I might be able to help you for $(b)$ and $(c)$ but I'm not familiar with the terms "metric entropy" and "metric dimension".

Edit :

  • $N_\infty(E,\delta) \le N_2(E,\delta)$ : Note that we have $\forall x \in \mathbb{R}^n, ||x||_2 \ge ||x||_\infty $ so that $$ \{ y \in \mathbb{R}^n \mid ||x-y||_2 \le \delta \} \subset \{ y \in \mathbb{R}^n \mid ||x-y||_\infty \le \delta \}.$$ So if you have $N_2$ $d_2$-balls covering $E$ you just have to keep their center but consider them as $d_\infty$-balls to cover $E$ with $d_\infty$-balls and because $N_\infty$ is the minimum number of such balls you need we have $N_\infty \le N_2$.
  • $N_2(E,\delta) \le N_1(E,\delta)$ : Same reasoning as above because $\forall x\in \mathbb{R}^n,||x||_2 \le ||x||_1$.
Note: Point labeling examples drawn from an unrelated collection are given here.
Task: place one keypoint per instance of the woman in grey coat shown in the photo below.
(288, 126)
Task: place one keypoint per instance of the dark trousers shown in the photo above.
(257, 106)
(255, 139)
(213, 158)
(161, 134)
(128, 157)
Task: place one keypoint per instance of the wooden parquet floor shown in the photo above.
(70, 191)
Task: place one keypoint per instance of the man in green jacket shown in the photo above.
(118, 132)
  • $N_1(E,\delta) \le N_2(E,\frac {\delta} {\sqrt{n}})$ : Again the same thing because $\forall x\in \mathbb{R}^n,||x||_1 \le \sqrt{n}||x||_2$.
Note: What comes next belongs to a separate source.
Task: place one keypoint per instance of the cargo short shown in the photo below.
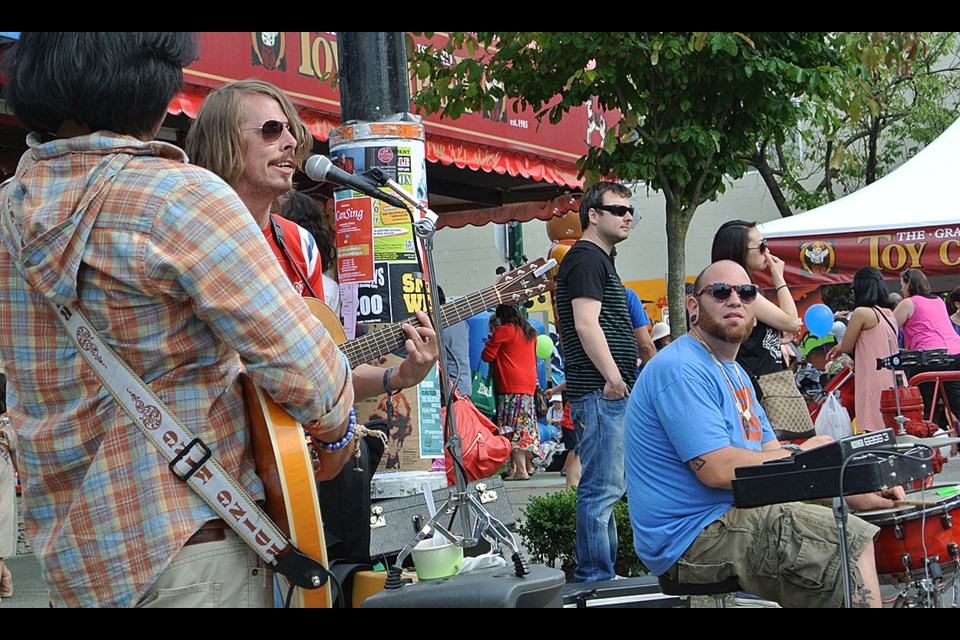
(788, 553)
  • $N_2(E,\frac {\delta} {\sqrt{n}}) \le N_\infty(E,\frac \delta n$) : $\forall x\in \mathbb{R}^n,\sqrt{n}||x||_2 \le n||x||_\infty$.

And for $(c)$ maybe you have seen some theorems that can help ? because it might be possible to solve it "by hand" but it seems difficult.